Il faudra désormais ajouter une nouvelle corde à son arc, l'épouvante, elle qui truste le haut de l'affiche de l'horrifique Roqya, estampillé premier long-métrage du wannabe cinéaste Saïd Belktibia, dont le titre cite directement et sans détour la pratique éponyme - الرقية -, une forme d’automédication de méthodes spirituelles qui consiste selon ses adeptes, à guérir des maladies occultes - comme la possession - par la récitation de versets coraniques.
D'occulte, il en est définitivement question au cœur de l'intrigue du film, viscéralement vissé sur les atermoiements de Nour (Farahani), séparé de son mari toxique et violent, Dylan (un impressionnant et terrifiant Jérémy Ferrari), et qui s'occupe seule de leur fils adolescent Amine, au cœur d'un HLM en pleine banlieue parisienne.
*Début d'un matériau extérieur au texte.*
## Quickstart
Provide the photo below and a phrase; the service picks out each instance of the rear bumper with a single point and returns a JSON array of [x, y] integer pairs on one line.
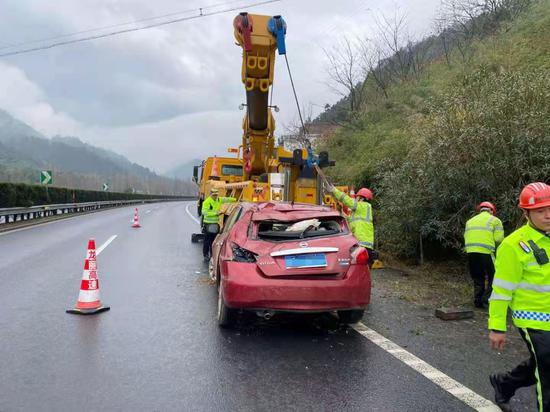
[[245, 288]]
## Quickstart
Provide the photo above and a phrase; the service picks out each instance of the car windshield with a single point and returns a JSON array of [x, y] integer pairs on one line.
[[300, 229]]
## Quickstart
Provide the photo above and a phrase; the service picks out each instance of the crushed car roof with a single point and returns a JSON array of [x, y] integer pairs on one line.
[[283, 211]]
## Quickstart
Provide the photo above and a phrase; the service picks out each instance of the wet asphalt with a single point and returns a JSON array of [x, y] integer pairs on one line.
[[159, 347]]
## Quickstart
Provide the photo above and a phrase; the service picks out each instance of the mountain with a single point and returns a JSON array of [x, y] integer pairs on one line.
[[24, 151], [442, 130], [183, 171]]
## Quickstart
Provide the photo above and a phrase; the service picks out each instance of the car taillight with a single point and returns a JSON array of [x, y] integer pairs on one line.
[[242, 255], [359, 256]]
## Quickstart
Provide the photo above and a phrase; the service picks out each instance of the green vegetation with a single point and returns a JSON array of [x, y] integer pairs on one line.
[[22, 195], [474, 126]]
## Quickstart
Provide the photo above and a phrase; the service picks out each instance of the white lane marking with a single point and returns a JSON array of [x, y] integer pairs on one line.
[[103, 246], [191, 214], [455, 388]]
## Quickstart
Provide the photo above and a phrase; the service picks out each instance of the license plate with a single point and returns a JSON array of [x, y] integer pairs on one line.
[[310, 260]]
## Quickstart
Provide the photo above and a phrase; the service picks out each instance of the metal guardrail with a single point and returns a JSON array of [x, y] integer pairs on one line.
[[20, 214]]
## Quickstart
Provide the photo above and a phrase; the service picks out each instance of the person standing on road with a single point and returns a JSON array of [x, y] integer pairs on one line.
[[482, 234], [360, 218], [522, 283], [210, 217]]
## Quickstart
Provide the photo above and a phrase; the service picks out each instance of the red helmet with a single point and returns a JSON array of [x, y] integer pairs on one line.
[[364, 192], [487, 205], [534, 196]]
Elle tente tant bien que mal de joindre les deux bouts en faisant de la contrebande d'animaux exotiques en provenance d'Afrique du Nord, pour des guérisseurs, quand bien même elle ne croit pas elle-même que ces produits apportent autre chose qu'un simple réconfort psychologique aux plus superstitieux.
Un marché noir lucratif, dans lequel il est dangereux de s'immiscer, surtout face à une concurrence masculine qui voit d'un mauvais œil que des femmes viennent s'accaparer la clientèle et le bénéfice qui va avec.
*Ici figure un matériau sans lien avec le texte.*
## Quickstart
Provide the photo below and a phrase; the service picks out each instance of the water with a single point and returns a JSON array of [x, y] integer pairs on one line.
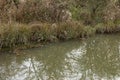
[[95, 58]]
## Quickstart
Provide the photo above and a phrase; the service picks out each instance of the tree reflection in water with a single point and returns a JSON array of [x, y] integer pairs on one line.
[[94, 59]]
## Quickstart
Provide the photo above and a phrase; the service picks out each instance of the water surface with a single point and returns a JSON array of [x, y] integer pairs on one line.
[[95, 58]]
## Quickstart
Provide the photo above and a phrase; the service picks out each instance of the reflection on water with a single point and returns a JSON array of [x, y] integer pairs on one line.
[[97, 58]]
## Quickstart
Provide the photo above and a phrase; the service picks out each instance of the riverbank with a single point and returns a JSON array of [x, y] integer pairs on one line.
[[22, 36]]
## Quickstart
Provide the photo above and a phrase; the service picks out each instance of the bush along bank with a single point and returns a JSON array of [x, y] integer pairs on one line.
[[14, 35]]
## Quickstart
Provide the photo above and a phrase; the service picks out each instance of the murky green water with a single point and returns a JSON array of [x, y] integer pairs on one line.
[[96, 58]]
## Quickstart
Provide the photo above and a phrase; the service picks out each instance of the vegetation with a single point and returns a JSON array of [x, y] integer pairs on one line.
[[24, 22]]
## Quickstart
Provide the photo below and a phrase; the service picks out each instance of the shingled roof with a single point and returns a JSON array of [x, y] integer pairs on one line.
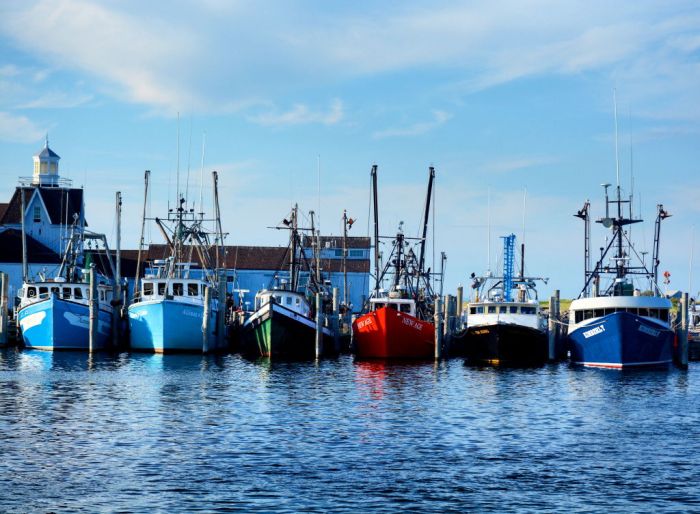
[[60, 203], [11, 249]]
Tout bascule lorsque l’une de ses consultations dérape avec l'un de ses clients (qui termine par un suicide), et qu'elle est accusée par le père de celui-ci (dérangé, qui considérait l'autisme de son fils pour de la possession démoniaque) et de tout son quartier, de sorcellerie.
Pourchassée par tous les habitants du secteur - une hystérie savamment nourrie par son ex-mari - et séparée de son fils, elle se lance alors dans une course effrénée pour le sauver...
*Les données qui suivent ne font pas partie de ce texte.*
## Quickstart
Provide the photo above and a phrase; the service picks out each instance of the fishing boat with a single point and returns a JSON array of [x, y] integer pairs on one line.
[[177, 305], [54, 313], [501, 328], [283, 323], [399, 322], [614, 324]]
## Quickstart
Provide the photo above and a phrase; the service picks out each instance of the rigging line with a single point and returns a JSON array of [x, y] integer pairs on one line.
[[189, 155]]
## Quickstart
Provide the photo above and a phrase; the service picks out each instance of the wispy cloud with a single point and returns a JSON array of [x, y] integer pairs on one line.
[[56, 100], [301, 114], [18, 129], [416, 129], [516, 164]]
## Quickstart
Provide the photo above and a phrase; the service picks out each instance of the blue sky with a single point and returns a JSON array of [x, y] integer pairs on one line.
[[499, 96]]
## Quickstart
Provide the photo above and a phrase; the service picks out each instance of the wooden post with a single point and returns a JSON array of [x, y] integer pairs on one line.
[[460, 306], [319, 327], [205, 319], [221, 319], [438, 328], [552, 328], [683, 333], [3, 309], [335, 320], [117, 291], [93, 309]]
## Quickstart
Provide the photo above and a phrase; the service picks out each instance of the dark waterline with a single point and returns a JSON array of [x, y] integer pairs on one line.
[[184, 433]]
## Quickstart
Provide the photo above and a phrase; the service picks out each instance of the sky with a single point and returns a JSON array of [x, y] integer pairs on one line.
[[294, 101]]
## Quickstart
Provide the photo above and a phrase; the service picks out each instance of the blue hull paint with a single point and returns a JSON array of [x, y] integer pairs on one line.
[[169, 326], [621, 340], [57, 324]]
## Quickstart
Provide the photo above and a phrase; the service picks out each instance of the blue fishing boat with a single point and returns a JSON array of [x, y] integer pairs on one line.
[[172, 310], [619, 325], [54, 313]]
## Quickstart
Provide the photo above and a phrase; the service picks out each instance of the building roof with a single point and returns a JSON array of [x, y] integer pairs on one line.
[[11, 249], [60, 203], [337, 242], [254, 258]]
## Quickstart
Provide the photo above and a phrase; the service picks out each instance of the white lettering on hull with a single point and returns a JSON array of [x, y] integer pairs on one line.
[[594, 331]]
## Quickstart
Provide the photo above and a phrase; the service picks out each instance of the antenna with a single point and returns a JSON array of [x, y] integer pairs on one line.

Contre toute attente, le premier effort de Saïd Belktibia, quand bien même il arpente dans son dernier tiers, le terrain plus balisée du revenge movie un brin désespéré, s'inscrit joliment dans l'ombre, thématiquement tout du moins, du fantastique Lux Æterna de Gaspar Noé, en incarnant une réflexion moderne et brute autant sur la notion de croyance que sur la figure même de la sorcière, aussi bien comme foyer de superstitions ancestrales (et ce, sans jamais que le cinéaste ne dégaine une vision mécanique et générique du surnaturel) que de bouc émissaire de la violence d'une société furieusement masculine et patriarcale, avec une figure ici qui n'est pas tant puni pour ses actes que pour ce quelle représente : une barrière aux propres intérêts d'une poignée d'hommes.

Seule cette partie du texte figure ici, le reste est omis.